Thanks for trying out the code and reporting problems!

I've fixed the problems in the readme you described. Sorry about missing bio_embeddings, i was working on bio_embeddings while also working on the paper and had my dev install. Regarding poetry add bio_embeddings this was an accident in poetry 1.4.1 that has been just fixed in 1.4.2. I think pip install bio_embeddings[transformers] is the best way to install it atm, i've also added that to the readme.

Finally, I am a little bit confused as to whether you are using poetry or pip - as it seems you are using poetry, but you are running directly with python (python -m cath.embed-all ) rather than poetry run python -m cath.embed-all . Is that just because you are running that command from within the poetry virtual environment?

Yes, i normally have the environment activated in the shell i work in. I've added poetry shell to the readme to make this clearer. I generally tried to do everything through poetry but in some cases pip install makes more sense over fighting with the version resolver.

daphnedemekas commented 1 year ago

Thanks so much! That's really helpful.

I will say that for me, I had to pip install bio_embeddings[all] rather than bio_embeddings[transformers] in order to be able to import CPCProt.

I also did have one other question - what are your thoughts on being able to run this on UniRef data? I can see that for CATH for example your input is FASTA files as well as a domain list txt file - would it be possible to instead run it on fasta files from UniRef along with some labelled alignments from HMMER for instance? How difficult do you think that would be?

Thanks!

Daphne

konstin commented 1 year ago

The second benchmark i do uses Pfam data, where the sequences are also sourced from UniProt, so other UniProt subsets such as UniRef should work as well.

The main differences will be much embedding time and disk space this takes and that you'll likely want to pick other index setting (see the faiss wiki on how to pick an index).

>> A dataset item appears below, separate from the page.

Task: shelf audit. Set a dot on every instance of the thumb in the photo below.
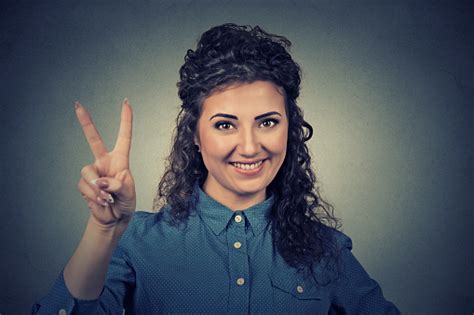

What you should consider though is that you need some kind of postprocessing step for full length sequences or you will both less sensitive and slower than just plain MMSeqs2; an embedding based alignment would be ideal, and also the other caveats documented for full length sequences apply.

If on the other hand you just want to benchmark a new protein language model, I'd try the CATH one first and only do Pfam eventually, the CATH benchmark is much more pleasant to work with (due to size and because the Pfam annotations are more complex)

daphnedemekas commented 1 year ago

Yes I see, thanks that's very helpful.

I did try to run the second benchmark starting with python -m pfam.prepare_subset10_full_sequences but I get the error No such file or directory: 'knn-for-homology/pfam/subset10/test.fasta'

Is that because I'm meant to run that on my own data, or did I miss something from where to download that dataset, or is that a bug?

One other quick question I had was whether you're aware of how I can change my default cache directory for where the bio_embeddings model files are stored, as my current cache directory is filling up but I can save it elsewhere, where I won't have the problem. No worries if you're not sure about that one.

Thanks very much

Daphne

zdk123 commented 7 months ago

@daphnedemekas It looks like this load_files function will download that file.